I've been struggling with something spiritually. That something is the self, and the relation of the self to 'spirituality'. All the classic spiritual texts I read seem to me to imply that one must abandon oneself in order to attain the higher reality, however that is conceived. But all my spiritual effort seems to have brought me to the conclusion that I need to know myself, and even 'believe in myself'. This conclusion irritates and confuses me. For starters, 'Believe in yourself' sounds just like the inane pop wisdom we're constantly told in all forms of contemporary media; but more importantly, how do we distinguish between a properly wise and spiritual 'believing in yourself' from mere egotism? I'm always tempted to say, "I don't want to believe in myself, I want to believe in God", but all my efforts in that direction (trying to get rid of myself) have been absolute dead-ends that have brought me no closer to God or any spiritual realisation; on the contrary, it seems to lead me to total stagnation every time. Every time I turn to a spiritual book or a spiritual precept, I get the feeling that I'm devoting myself to something too abstract and missing the point, missing my real self that I'm somehow supposed to know and believe in, even follow.
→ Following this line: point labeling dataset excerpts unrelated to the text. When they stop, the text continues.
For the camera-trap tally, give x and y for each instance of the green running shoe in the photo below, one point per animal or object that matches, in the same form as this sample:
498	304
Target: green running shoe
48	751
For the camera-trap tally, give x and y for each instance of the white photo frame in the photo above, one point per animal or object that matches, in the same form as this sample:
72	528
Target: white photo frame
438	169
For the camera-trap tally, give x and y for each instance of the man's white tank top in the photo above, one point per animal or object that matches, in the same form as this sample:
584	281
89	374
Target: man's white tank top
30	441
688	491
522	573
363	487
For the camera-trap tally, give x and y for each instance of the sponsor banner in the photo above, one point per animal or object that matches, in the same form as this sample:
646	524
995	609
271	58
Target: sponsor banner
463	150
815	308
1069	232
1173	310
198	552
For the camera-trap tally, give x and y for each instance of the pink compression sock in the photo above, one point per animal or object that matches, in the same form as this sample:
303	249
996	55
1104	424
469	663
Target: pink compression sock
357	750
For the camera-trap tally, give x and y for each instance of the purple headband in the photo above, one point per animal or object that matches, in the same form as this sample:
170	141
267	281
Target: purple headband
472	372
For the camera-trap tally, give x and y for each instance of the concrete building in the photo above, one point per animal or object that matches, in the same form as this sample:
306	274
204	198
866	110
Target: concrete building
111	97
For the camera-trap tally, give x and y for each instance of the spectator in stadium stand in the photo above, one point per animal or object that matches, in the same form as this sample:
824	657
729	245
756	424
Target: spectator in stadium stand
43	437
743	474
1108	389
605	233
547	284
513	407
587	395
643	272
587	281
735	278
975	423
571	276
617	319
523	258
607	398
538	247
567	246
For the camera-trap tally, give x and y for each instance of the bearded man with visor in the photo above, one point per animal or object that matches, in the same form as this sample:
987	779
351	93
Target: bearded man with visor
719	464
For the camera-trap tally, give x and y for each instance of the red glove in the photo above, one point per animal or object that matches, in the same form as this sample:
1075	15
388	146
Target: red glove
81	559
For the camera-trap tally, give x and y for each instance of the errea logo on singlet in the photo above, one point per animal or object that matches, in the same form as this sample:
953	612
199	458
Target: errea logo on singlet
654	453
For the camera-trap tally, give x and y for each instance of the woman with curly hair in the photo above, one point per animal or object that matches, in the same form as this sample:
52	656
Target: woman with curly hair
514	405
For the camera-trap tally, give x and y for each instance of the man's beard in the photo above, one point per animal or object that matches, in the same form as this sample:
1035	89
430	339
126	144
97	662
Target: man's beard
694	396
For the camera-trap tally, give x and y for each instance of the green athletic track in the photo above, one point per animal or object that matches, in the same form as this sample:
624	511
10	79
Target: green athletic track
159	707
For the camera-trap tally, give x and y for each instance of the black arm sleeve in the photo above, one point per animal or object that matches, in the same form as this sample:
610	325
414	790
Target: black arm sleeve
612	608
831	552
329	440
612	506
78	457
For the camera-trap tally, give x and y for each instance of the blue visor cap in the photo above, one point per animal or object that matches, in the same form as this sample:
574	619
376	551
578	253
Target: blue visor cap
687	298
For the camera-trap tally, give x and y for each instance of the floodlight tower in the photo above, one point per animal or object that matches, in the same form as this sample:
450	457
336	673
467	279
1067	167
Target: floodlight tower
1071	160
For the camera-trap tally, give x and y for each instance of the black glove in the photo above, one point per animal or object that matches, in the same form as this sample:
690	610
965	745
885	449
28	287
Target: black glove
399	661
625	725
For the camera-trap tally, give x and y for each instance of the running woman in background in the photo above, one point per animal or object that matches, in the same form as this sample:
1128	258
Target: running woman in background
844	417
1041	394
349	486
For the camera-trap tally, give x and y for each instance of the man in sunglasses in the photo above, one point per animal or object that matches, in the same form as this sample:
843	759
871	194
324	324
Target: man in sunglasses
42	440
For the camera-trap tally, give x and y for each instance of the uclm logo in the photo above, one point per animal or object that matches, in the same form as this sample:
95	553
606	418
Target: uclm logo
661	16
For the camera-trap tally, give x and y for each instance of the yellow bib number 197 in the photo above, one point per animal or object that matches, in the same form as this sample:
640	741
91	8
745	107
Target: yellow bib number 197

I have found classic Buddhist texts (Ch'an/Zen texts in particular, I highly recommend John C H Wu's 'The Golden Age of Zen Buddhism') that talk about ridding oneself of every abstraction (including "Buddha") in order to get directly at the self; but for me in my contemporary life, even reading these texts transports me to an archaic and alien setting (the medieval Buddhist temple) that is an abstraction from who I am here and now; so not even these texts explicitly about being one's self are helping me to be my actual self. I'm also tempted to feel guilty for trying to believe in / follow myself in this way, because I'm afraid I'd be moving away from God, although all my prayers and insights seem to be telling me the opposite, that the only way to get to God is through myself. I wonder if the radical spiritual, conceptual, and cultural changes of the past few centuries have made the self so different that "believing in oneself" is potentially valid and spiritually useful in a way it wasn't in the distant past.

31 March 2022 at 11:17

Blogger Bruce Charlton said...

@Jack I can suggest you word search this blog for - real divine self - on the one hand and - oneness - on the other.

But the ultimate answer will derive from you metaphysical assumptions/ beliefs regarding the ultimate nature of reality. Matters such as: Do you believe in God the creator - a personal God - the Christian God? Is there only one fully divine being, or more? Do you believe that creation is alive and conscious, consisting of Beings? etc.

You can only understand whether the self is a divine thing, or an obstacle to enlightenemt - if you know what kind of reality we inhabit.